The family tried their best to make sense of what happened – on the day of Grace’s funeral, they went to the beach and released balloons in her memory and now her ashes take pride of place in the house – and go everywhere with the family.

“We don’t ever want her to be alone, so she comes with us wherever we go,” says Tracey. “It was so hard to try and get our lives back on track afterwards. There was no help available to us and while the boys were too young to understand, it was hard on Chloe.

"I don't really remember how I coped in the weeks after Grace's death but on her third anniversary I wrote a blog about what had happened. I hadn't intended to write it, but just blurted it out on my phone one day and I think being publicly angry was very beneficial for me.

Similar experiences

“For ages, I had kept it to myself, but I realised that I had nothing to be ashamed of and keeping it in was only making things worse.

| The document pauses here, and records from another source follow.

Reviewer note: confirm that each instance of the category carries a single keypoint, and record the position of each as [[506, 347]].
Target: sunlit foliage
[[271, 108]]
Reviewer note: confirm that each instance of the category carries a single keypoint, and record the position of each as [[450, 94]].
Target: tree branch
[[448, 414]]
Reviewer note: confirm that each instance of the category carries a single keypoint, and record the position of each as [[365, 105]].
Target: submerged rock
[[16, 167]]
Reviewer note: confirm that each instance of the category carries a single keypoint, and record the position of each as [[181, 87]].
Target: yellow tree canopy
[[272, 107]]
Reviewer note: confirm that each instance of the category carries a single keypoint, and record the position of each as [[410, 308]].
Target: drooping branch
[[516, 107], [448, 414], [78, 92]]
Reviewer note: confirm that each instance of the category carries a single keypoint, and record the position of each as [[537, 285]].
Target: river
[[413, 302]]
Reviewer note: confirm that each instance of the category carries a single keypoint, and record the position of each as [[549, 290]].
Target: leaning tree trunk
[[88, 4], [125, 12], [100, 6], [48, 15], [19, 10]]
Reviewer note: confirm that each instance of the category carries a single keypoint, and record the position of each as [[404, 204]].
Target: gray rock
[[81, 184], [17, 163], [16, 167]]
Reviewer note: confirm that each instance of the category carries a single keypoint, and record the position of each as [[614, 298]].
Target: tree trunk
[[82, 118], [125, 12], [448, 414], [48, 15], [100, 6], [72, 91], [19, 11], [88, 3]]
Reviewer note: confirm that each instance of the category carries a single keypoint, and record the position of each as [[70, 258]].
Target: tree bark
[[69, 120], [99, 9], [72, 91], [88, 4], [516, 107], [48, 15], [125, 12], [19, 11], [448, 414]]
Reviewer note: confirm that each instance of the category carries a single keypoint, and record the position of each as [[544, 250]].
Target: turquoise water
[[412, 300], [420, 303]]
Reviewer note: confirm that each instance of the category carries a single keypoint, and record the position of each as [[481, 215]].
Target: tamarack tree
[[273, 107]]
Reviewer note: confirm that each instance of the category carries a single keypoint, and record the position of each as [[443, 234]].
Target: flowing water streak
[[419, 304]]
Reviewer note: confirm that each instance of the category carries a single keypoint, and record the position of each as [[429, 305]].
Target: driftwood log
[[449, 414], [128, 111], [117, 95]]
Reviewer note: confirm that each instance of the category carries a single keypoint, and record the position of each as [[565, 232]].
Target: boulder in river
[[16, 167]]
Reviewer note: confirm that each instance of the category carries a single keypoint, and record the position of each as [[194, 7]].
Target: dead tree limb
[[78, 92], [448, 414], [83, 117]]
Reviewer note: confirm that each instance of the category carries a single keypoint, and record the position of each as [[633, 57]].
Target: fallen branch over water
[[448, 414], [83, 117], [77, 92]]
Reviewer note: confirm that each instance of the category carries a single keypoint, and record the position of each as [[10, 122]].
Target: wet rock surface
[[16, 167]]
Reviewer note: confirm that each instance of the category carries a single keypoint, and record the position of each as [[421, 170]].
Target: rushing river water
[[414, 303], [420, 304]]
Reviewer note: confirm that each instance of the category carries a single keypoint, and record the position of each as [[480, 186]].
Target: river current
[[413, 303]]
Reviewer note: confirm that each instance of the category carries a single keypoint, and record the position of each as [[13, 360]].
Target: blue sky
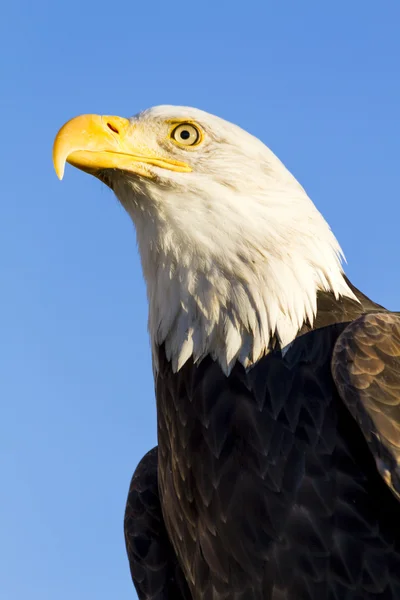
[[317, 81]]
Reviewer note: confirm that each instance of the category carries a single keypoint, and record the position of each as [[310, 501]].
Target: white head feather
[[234, 252]]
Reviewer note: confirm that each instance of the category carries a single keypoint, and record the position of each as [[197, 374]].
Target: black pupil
[[185, 134]]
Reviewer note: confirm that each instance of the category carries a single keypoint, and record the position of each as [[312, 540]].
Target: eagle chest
[[256, 439]]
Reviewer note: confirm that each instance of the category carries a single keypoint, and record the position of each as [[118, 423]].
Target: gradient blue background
[[317, 81]]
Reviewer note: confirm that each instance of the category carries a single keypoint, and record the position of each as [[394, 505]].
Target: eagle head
[[233, 250]]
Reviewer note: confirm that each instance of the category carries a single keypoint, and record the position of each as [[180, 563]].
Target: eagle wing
[[153, 563], [366, 371]]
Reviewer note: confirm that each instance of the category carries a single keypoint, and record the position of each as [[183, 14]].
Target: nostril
[[112, 127]]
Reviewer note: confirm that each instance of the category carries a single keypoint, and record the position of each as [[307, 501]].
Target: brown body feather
[[268, 480]]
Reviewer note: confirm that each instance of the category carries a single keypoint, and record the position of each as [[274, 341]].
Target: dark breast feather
[[154, 567], [268, 488]]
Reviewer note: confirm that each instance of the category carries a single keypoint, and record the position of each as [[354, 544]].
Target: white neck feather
[[223, 280]]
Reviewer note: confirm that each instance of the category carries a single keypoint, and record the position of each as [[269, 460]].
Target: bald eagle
[[276, 475]]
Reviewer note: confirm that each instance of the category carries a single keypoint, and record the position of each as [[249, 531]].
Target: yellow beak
[[93, 143]]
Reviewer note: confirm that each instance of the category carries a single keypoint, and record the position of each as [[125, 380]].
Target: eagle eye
[[186, 134]]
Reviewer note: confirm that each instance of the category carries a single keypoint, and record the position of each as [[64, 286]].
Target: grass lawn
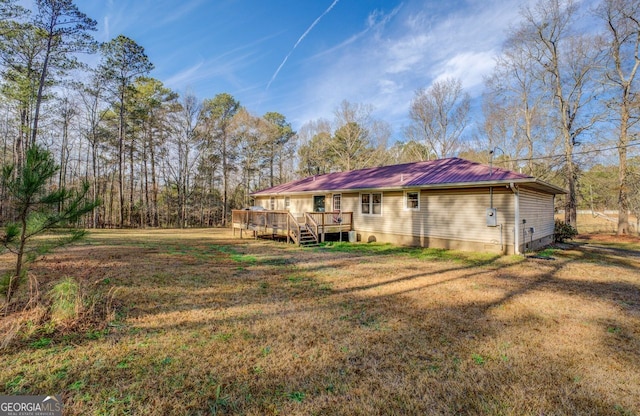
[[201, 323]]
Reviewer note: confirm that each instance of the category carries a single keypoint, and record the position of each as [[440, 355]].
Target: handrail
[[308, 219], [294, 235]]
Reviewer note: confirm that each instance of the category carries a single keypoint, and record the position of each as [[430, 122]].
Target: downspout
[[516, 225]]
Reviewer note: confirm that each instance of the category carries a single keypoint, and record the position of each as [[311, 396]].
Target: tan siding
[[299, 204], [537, 209], [443, 214]]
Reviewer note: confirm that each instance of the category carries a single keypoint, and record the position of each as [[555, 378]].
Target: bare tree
[[515, 108], [569, 63], [217, 115], [359, 140], [439, 116], [184, 149], [622, 20]]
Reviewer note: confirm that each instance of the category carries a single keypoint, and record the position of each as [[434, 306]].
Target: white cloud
[[411, 50]]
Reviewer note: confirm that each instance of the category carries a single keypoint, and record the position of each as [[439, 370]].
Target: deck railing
[[284, 223], [333, 218]]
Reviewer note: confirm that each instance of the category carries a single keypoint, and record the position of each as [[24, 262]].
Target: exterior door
[[318, 203]]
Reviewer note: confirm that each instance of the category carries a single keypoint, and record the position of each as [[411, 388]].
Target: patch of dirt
[[609, 238]]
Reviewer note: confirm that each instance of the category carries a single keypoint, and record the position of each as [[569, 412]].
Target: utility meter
[[492, 217]]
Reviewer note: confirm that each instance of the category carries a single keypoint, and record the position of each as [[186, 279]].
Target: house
[[448, 203]]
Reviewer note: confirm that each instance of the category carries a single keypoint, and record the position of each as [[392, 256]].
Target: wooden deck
[[311, 228]]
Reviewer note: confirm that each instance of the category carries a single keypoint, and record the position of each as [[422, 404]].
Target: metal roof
[[441, 173]]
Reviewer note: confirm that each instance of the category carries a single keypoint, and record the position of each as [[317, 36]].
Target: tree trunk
[[120, 156]]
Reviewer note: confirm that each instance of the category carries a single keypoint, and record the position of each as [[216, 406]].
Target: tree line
[[561, 92]]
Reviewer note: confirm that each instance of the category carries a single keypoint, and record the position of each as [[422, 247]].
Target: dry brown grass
[[588, 223], [207, 324]]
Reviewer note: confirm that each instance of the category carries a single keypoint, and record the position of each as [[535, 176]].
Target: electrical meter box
[[492, 217]]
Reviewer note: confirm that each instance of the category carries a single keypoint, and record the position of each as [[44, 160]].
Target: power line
[[584, 152]]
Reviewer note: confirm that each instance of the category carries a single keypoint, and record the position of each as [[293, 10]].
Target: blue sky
[[364, 51]]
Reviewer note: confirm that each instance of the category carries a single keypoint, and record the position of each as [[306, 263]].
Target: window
[[337, 202], [371, 204], [412, 200]]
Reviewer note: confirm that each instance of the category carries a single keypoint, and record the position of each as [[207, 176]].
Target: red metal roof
[[408, 175]]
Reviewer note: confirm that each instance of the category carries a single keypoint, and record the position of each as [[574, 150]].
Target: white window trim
[[371, 214], [405, 200], [333, 202]]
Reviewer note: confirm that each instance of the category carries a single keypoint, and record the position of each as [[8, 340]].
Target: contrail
[[300, 40]]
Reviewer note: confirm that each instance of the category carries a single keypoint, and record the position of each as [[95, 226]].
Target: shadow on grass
[[271, 339]]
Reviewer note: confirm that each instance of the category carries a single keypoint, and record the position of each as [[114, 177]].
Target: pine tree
[[37, 211]]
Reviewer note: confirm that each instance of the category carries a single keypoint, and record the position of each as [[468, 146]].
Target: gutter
[[516, 225], [449, 185]]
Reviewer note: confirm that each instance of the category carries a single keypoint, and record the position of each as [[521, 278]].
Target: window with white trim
[[412, 200], [337, 202], [371, 204]]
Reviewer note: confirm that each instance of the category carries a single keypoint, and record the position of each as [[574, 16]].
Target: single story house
[[448, 203]]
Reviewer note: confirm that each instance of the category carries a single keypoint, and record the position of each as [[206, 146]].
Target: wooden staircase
[[307, 238]]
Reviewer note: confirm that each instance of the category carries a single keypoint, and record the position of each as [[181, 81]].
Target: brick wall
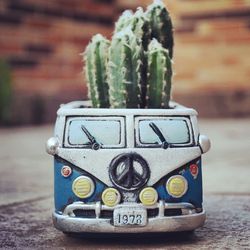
[[42, 41]]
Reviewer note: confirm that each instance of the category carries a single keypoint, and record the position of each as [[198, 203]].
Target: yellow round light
[[83, 187], [111, 197], [177, 186], [148, 196]]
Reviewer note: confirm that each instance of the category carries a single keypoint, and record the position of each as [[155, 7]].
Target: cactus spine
[[161, 24], [159, 76], [96, 57], [125, 68], [135, 69]]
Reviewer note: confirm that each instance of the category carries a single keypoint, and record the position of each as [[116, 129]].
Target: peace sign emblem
[[129, 171]]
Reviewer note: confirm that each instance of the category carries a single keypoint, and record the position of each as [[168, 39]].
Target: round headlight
[[148, 196], [83, 187], [177, 186], [111, 197]]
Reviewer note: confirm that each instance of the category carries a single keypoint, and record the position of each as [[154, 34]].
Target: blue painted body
[[65, 196], [194, 192], [63, 186]]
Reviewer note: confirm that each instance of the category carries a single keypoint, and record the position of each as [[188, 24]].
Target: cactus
[[159, 76], [136, 61], [161, 25], [125, 67], [96, 57], [5, 92], [123, 21]]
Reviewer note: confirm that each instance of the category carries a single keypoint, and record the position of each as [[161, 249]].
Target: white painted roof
[[83, 108]]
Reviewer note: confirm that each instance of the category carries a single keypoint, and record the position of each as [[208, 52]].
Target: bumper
[[160, 223]]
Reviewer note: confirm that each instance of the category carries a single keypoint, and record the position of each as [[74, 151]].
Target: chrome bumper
[[189, 220]]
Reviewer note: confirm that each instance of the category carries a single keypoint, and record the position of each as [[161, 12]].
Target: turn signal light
[[66, 171], [83, 187], [177, 186], [148, 196]]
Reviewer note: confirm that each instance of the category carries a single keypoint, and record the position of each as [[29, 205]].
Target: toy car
[[127, 170]]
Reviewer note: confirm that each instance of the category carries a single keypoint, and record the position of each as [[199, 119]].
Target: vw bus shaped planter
[[127, 170]]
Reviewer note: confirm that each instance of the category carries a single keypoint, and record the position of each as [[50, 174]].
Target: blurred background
[[41, 66]]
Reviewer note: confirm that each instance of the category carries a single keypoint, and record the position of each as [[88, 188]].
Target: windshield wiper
[[94, 144], [158, 132]]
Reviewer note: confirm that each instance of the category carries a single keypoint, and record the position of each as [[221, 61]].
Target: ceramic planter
[[127, 170]]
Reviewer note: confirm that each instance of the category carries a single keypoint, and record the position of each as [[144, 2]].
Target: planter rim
[[83, 108]]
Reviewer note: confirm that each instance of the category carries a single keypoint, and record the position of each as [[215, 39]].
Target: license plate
[[126, 216]]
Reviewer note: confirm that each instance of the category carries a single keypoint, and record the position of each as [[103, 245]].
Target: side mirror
[[204, 143], [52, 146]]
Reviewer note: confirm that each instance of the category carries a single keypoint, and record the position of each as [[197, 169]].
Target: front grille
[[152, 212], [85, 213], [106, 214], [172, 212]]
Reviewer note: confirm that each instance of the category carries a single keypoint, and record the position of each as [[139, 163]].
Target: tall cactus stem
[[125, 68], [123, 21], [161, 25], [96, 61], [159, 76]]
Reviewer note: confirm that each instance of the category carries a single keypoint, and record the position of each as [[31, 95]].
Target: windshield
[[172, 131], [83, 132]]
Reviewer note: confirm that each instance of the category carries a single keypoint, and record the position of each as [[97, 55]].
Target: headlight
[[83, 187], [177, 186], [148, 196], [111, 197]]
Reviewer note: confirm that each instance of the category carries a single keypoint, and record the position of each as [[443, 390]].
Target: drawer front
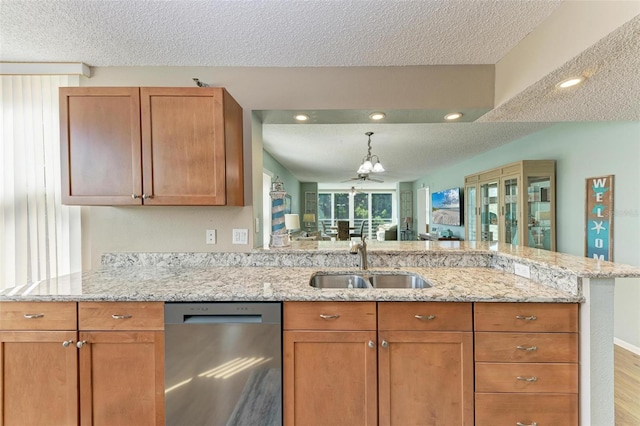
[[526, 317], [511, 409], [329, 316], [120, 316], [526, 347], [425, 316], [38, 316], [526, 377]]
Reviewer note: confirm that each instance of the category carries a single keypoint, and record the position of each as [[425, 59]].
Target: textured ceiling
[[342, 33], [273, 33]]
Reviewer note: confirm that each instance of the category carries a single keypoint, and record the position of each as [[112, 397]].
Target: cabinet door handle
[[527, 348], [324, 316], [527, 318], [114, 316], [425, 317]]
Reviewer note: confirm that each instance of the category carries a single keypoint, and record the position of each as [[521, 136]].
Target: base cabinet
[[382, 363], [54, 372]]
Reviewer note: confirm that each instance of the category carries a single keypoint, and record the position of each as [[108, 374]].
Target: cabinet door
[[330, 378], [38, 378], [100, 145], [489, 211], [122, 378], [183, 144], [425, 378]]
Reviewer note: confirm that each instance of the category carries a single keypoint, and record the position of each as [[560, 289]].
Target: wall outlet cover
[[240, 236], [521, 270]]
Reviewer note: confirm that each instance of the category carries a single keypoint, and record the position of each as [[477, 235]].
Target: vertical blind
[[39, 237]]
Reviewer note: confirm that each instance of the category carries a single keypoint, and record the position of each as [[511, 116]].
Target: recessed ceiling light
[[570, 82]]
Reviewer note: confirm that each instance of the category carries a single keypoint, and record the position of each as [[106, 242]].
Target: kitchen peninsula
[[462, 272]]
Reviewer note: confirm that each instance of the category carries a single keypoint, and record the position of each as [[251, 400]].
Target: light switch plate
[[521, 270], [240, 236], [211, 236]]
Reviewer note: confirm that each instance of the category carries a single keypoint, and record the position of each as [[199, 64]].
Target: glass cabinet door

So I think that sharing my feelings with others really helped and a huge amount of women contacted me to say that they had similar experiences – I was astounded but it was good to have other people to relate to.”

Over three years after the death of her daughter, Tracey still feels very sad and angry that she had to go through such an ordeal.

She says it’s important for women to be open about their feelings and know that whatever decision they make will be the right one for their family.

"I don't think you ever really get over something like this but my advice to anyone else who is in a similar situation would be to firstly think about the prognosis and ask for advice from a group such as TFMR (Terminate for Medical Reasons)," she says.

“But mostly I would like to say that we haven’t done anything wrong and we should never beat ourselves up about whatever decision we have to make.

"Every parent wants the best for their baby and although we may have to make some very hard choices, ultimately we do what we have to do because we know it is the right choice.”